The band’s attorney, John Connell, told the justices the
government cannot use trademark law to impose burdens on free
speech to protect listeners from offense.

“There was no suggestion that this was a politeness
statute,” Connell told the justices.

The Obama administration appealed after a lower court agreed
with the band that part of the 1946 law governing federal
trademarks that barred those that may disparage certain people
ran afoul of the U.S. Constitution’s guarantee of free speech.

Justice Sonia Sotomayor said no one is stopping the band
from calling and advertising themselves as The Slants.

“You are asking the government to endorse your name” in a
way that the government chooses not to do, Sotomayor said.

The band’s legal dispute began when the U.S. Patent and
Trademark Office refused to grant trademark protection for The
Slants’ name in 2013. Some consider it a racial slur referring
to Asian people’s eyes.

The court’s ruling could set parameters for trademark
registration, which can help protect product and company names
and commercial slogans in court and block the import and sale of
counterfeit goods.

Justice Anthony Kennedy asked the band’s attorney, John
Connell, whether a group of non-Asians using the name The Slants
to mock Asians could be denied a trademark. Connell said they
could not.

Kennedy questioned whether the trademark system should be
considered like a public park “where you can say anything you
want.”

The justices seemed to agree with the band that the
government was favoring some trademarks while disapproving
others, a kind of discrimination based on viewpoint
traditionally forbidden by the First Amendment.

‘CLASSIC CASE’

Justice Elena Kagan said that if the government granted
trademarks only for positive messages like “all politicians are
virtuous” and not negative ones like “all politicians are
corrupt,” that would be a “fairly classic case of viewpoint
discrimination.”

While rejecting The Slants for a trademark, the government
has registered other potentially offensive trademarks such as “Baked By a Negro” baked goods, “Retardipedia” and “Boobs as
Beer Holders” adult videos, according to court papers.

The justices appeared to struggle over whether banning
offensive slurs is reasonable in the trademark system, which is
used to promote commerce and identify where products come from.

The Slants’ frontman Simon Tam appealed the government’s
trademark rejection, saying the name was chosen as a way to
reclaim the term and wear it as a “badge of pride.”

The U.S. Court of Appeals for the Federal Circuit in
Washington ruled in 2015 that the disparagement provision of the
1946 Lanham Act was unconstitutional.

The government should not be required to approve trademarks “containing crude references to women based on parts of their
anatomy; the most repellent racial slurs and white-supremacist
slogans; and demeaning illustrations of the prophet Mohammed and
other religious figures,” the Obama administration said in a
written brief to the Supreme Court.

Several justices wondered how to avoid problems of slander
or libel if offensive trademarks can never be rejected.
Referring to President-elect Donald Trump, Sotomayor offered the
example of someone trademarking the words “Trump is a thief.”

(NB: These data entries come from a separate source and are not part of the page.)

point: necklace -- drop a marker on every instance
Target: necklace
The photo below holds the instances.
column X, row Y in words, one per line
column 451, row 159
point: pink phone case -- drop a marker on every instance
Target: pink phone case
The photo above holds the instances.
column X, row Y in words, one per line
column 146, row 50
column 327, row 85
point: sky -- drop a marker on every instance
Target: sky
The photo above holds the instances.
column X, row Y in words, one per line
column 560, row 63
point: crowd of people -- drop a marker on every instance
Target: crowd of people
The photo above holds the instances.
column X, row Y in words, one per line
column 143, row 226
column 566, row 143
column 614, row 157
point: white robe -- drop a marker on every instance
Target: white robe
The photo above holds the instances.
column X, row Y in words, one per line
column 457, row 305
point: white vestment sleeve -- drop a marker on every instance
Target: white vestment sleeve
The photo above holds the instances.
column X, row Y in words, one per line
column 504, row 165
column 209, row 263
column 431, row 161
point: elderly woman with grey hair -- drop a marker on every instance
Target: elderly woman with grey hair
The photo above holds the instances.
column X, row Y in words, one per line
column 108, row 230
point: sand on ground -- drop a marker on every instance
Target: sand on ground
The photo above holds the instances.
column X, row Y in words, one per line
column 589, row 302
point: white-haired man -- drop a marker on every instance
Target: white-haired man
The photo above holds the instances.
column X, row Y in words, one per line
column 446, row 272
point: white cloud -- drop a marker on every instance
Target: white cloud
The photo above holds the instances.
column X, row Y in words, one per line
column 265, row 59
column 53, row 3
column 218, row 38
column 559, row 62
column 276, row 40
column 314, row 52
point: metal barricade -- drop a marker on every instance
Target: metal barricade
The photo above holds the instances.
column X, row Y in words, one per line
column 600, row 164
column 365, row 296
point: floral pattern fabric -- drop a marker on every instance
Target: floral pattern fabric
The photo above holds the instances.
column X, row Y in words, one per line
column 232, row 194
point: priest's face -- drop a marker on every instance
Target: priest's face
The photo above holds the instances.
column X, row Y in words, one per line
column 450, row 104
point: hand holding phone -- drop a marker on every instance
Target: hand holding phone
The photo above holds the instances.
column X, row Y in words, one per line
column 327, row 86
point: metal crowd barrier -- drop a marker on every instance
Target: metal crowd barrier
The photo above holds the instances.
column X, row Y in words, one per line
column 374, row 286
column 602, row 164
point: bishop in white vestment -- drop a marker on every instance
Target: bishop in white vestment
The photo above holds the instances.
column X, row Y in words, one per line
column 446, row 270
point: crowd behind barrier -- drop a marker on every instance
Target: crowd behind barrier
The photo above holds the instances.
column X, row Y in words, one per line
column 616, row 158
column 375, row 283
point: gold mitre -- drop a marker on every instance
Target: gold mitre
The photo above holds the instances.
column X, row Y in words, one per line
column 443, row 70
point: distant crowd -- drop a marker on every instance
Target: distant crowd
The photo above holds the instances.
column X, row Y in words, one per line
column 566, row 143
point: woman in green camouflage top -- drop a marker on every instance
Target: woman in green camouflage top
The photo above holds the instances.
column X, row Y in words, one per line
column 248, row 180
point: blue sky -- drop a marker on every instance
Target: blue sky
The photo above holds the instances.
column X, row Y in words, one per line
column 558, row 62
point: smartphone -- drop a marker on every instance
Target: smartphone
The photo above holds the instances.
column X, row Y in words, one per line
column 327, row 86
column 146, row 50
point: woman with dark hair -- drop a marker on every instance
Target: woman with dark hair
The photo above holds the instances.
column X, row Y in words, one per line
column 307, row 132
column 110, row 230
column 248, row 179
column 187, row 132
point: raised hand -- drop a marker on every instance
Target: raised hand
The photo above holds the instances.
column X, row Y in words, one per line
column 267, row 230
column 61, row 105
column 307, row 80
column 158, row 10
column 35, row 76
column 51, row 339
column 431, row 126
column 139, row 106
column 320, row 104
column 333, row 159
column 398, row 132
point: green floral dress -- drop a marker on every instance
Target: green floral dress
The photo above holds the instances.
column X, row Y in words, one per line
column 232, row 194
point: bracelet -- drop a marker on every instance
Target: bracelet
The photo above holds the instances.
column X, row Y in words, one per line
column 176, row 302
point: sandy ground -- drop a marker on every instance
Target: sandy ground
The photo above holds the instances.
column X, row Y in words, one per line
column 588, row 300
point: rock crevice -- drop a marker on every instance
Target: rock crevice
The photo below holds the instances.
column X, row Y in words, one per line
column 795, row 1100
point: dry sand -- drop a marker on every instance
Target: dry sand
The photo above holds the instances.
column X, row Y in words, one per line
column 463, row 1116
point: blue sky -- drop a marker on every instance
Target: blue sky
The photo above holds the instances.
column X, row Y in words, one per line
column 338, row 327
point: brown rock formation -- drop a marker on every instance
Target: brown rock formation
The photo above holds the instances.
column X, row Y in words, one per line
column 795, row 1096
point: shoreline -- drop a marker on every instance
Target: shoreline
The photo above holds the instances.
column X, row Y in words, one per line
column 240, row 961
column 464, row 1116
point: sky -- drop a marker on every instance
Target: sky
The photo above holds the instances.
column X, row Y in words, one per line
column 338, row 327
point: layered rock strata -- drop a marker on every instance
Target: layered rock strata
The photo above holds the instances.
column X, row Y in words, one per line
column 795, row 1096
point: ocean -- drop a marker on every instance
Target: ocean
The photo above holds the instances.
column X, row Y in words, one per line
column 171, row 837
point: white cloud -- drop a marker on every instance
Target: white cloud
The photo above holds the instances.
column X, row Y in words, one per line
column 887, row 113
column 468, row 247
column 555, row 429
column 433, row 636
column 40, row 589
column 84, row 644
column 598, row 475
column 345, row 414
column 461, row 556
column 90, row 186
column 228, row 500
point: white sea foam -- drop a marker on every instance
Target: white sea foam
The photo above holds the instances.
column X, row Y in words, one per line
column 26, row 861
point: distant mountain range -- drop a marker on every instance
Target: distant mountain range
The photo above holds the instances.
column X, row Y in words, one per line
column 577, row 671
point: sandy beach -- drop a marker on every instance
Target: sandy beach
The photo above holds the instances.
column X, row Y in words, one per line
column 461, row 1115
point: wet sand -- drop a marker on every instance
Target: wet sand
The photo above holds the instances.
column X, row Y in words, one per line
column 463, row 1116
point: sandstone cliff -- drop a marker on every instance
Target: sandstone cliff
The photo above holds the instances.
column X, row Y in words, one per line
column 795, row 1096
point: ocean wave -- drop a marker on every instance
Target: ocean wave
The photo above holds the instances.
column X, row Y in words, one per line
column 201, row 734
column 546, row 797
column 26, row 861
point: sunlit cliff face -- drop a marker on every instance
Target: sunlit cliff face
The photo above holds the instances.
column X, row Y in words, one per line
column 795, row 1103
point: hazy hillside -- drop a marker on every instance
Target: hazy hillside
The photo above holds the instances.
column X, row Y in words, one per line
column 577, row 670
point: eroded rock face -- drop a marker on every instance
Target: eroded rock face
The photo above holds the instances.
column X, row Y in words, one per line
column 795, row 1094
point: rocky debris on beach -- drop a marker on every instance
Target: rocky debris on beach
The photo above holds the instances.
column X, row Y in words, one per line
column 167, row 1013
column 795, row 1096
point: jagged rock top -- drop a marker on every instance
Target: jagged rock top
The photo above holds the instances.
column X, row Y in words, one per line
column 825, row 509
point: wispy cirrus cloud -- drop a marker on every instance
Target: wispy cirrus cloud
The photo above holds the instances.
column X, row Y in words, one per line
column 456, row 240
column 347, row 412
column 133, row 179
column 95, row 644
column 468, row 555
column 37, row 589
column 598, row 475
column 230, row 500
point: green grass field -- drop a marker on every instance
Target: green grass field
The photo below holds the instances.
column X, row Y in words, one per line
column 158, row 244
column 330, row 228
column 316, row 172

Even if a court considered that to be slander, the trademark
could still be used because it would be protected by the First
Amendment, she said. “That makes no sense,” Sotomayor said.

Justice Stephen Breyer said the trademark law is not meant
to provoke people into arguments, which officially registering
insults and slurs would do.

A decision in is expected by the end of June.

In the separate Redskins’ case, a trademark board in 2014
canceled the team’s six trademarks at the request of Native
American activists on grounds that the team name disparaged
Native Americans. The team’s appeal, also on free speech
grounds, is on hold in the 4th Circuit Court of Appeals in
Richmond, Virginia, pending the outcome of The Slants’ case.

The case is in the Supreme Court of the United States is
Michelle K. Lee v. Simon Shiao Tam, No. 15-1293.